Cette idéologie contamine un Paris qui a désormais des allures de « site de vente en ligne ». Dans cet univers, chaque chose possède une utilité déterminée et chacun aspire à la possession et à l’émancipation.
Cette idéologie contamine un Paris qui a désormais des allures de « site de vente en ligne ». Dans cet univers, chaque chose possède une utilité déterminée et chacun aspire à la possession et à l’émancipation. Tout se désagrège en faveur de valeurs nouvelles et positives. « Il est évidemment possible d’échapper à cette dubaïsation d’inspiration nord-américaine manufacturée en Chine sur la rue du Bac. Mais c’est un peu loin et ça sent la naphtaline. » Pour faire face il faut s’adapter. Ne pas déjouer l’évolution. En ce sens le narrateur affirme dès lors que « le bien nommé air du temps, décourag[e] les jeunes femmes qui en [ont] les moyens à se plier à cette énième manche jouée d’avance dans l’éternel jeu de dupes de la vie conjugale. » Le couple est un pari risqué. Il faut savoir sauver sa peau. Dehors, le peuple français est séparé entre ce que l’on qualifie de fascisme et ce que l’on revendique de progrès. Entre les deux que reste-t-il ? Une classe populaire romancée par l’exotisme d’une population de transfuges et de bobos. Les citoyens sont avides de consommation et leurs pensées, leurs désirs, leurs actes sont prévisibles. Dorénavant « les corps sont empâtés par le sucre et l’inflation ». Les sages font le pari d’un avenir radieux qu’on leur a vendu comme tel. Les autres, les déclassés, souffrent de l’isolement que c’est que de ne pas adhérer à l’idéologie en marche.

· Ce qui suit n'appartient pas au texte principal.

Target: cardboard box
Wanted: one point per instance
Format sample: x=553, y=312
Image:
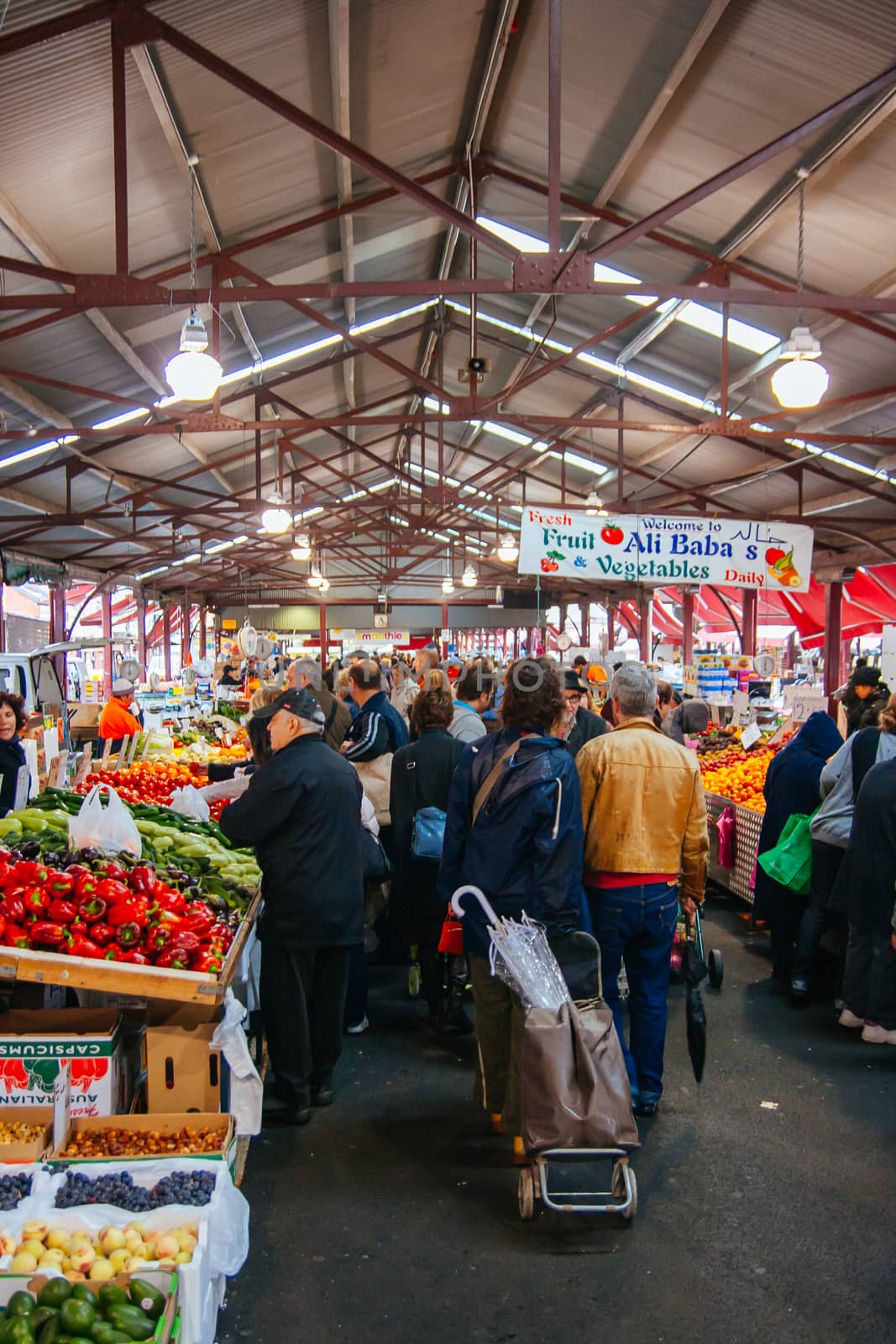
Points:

Ce roman propose malgré tout une nuance. Il dresse avec ironie le portrait acerbe d’une société fantasmée dont on devine déjà certains penchants mais il fait aussi la part belle à l’espoir d’une réconciliation durable et collective. Cette fiction s’achève d’une manière profondément pessimiste. Néanmoins, elle ravive un idéal de révolte et d’espoir. Là où la solidarité serait encore un désir collectif.